Nitrogen-15 Fractionation in the Thermal Decomposition of Nitrous Oxide of Natural Isotopic Composition

Abstract

The ¹⁵N fractionation in the thermal decompostion of nitrous oxide (N₂O) of natural isotopic composition has been investigated in quartz reaction vessel in the temperature interval 888–1073K. The formulas relating the observed experimentally ¹⁵N fractionations with the primary ¹⁵N kinetic isotope effect, (k ¹⁴/k ¹⁵)_p for ¹⁴N¹⁵N¹⁶O, and secondary ¹⁵N kinetic isotope effect, (k ¹⁴/k ¹⁵)_s for ¹⁵N¹⁴N¹⁶O, have been derived. The experimentally estimated ¹⁵N kinetic isotope effects have been compared with the primary and secondary ¹⁵N kinetic isotope effects calculated with the absolute rate theory formulations applied to linear three atom molecules.
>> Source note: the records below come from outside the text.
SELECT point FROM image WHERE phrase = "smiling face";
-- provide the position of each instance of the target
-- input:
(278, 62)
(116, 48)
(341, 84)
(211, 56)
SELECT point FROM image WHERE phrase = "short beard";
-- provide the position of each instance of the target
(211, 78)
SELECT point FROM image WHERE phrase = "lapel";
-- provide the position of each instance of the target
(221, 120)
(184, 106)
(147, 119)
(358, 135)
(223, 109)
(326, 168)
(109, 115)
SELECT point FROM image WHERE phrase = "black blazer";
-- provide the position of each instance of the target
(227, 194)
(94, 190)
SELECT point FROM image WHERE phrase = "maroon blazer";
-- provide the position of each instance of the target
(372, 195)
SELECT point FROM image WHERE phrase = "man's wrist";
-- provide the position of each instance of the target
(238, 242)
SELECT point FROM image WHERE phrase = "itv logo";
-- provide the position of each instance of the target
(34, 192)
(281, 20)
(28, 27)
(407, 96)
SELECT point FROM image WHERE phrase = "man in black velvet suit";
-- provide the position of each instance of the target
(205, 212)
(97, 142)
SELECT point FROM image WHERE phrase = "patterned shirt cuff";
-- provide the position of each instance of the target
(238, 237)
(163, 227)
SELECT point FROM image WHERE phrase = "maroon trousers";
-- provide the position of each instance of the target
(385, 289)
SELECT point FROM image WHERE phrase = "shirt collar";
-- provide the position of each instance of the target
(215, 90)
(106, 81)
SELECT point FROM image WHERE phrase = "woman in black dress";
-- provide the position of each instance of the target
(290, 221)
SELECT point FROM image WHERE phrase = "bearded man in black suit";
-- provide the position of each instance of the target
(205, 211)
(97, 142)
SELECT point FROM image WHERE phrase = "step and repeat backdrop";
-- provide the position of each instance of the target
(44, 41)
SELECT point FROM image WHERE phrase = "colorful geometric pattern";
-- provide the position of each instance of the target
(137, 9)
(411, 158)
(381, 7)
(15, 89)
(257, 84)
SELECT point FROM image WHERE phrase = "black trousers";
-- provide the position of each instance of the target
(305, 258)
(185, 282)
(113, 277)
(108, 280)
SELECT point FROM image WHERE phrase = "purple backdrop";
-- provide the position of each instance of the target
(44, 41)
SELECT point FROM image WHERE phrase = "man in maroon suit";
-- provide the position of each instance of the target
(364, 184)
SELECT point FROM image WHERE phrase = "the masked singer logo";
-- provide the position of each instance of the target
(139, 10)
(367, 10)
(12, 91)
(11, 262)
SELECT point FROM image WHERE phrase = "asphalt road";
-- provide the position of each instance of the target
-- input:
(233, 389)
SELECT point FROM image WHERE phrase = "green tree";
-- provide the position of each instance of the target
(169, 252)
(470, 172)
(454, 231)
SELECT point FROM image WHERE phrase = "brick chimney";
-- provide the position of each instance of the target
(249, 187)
A good agreement was found for the primary ¹⁵N kinetic isotope effect, (k ¹⁴/k ¹⁵)_p, in the temperature interval 888–1007K. But at 1073K the decompositions of N₂O, accompanied by NO (nitric oxide) formation proceed with a twice times smaller primary kinetic isotope effect, (k ¹⁴/k ¹⁵)_p of 1.0251 ± 0.0009, only, suggesting the nonlinear transition state structures with participation of the fourth external atom at high temperature decompositions of nitrous oxide. The nitrogen isotope effects determined in this study correlate well with nitrogen isotope fractionations observed in the natural biological, earth and atmospheric processes.